Under this legislation, in other words, the attorney general has unlimited and unreviewable discretion to answer all of these questions — and many more besides — any particular way. Worse, he can threaten draconian fines on expressions deemed “acts of intimidation.” Never mind that the attorney general can use the threat of such fines to muzzle Canadians who, at least according to their Charter of Rights and Freedoms, have the fundamental freedoms of expression and association. 

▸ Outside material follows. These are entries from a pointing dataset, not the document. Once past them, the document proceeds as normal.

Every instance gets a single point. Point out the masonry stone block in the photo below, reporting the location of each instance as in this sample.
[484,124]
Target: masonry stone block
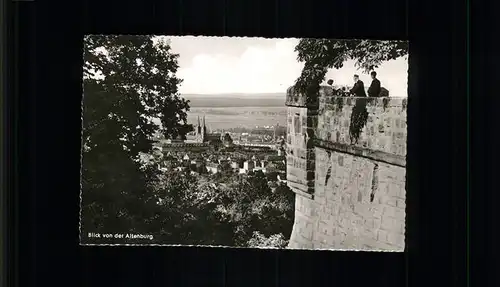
[357,196]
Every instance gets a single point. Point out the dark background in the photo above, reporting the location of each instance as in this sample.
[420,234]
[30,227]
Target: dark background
[45,52]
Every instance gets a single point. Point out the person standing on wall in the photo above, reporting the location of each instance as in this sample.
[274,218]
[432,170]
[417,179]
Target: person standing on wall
[359,88]
[374,89]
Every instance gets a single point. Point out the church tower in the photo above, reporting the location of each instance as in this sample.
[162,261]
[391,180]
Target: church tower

Suppose the attorney general designates a particular row house as a community safety zone. Unfortunately for them, the folks who live two doors down, well within 100 meters, do not regularly check the attorney general’s website for instructions on what they may say in private. They host a Bible study and, this week, the faithful are discussing what the Bible teaches about sexuality and family life. A neighbor, whose motives are unclear, sits in and then alerts the attorney general’s office about what transpired. The staff decide this amounts to promoting hatred against homosexuals, that its purpose is to further the objectives of homophobia, and that the discussion was full of offensive remarks about gender roles.  

Nothing in Bill 94 would prevent this scenario, even if no one gathered in the safety zone had even an inkling that there was a den of intimidators just down the block or ever heard a single statement or remark (offensive or otherwise) from anyone there. Perhaps even worse, nothing in this legislation would prevent activists from targeting for suppression people they might suspect of harboring certain views, who might live or even walk within 100 meters of a safety zone. 

The bill has a host of other, perhaps less ideological problems. It prohibits the protests or demonstrations described above while, at the same time, declaring that “nothing in this Act prevents peaceful protests or demonstrations.” What constitutes such protests? Your guess is as good as mine. 

Canada is not alone in seeking to prohibit certain kinds of expression in designated zones. In the U.K., some cities have established “safe zones” around abortion facilities, criminalizing even silent prayer within the arbitrarily designated area.

Power corrupts, and absolute power corrupts absolutely. This legislation gives one official layer upon layer of unlimited, unchallenged, unchecked power to neutralize even the most basic freedoms that everyone is supposed to enjoy. This is where gender ideology is taking us. 


Thomas L. Jipping, a senior legal fellow at The Heritage Foundation, is the deputy director of Heritage’s Edwin Meese III Center for Legal and Judicial Studies.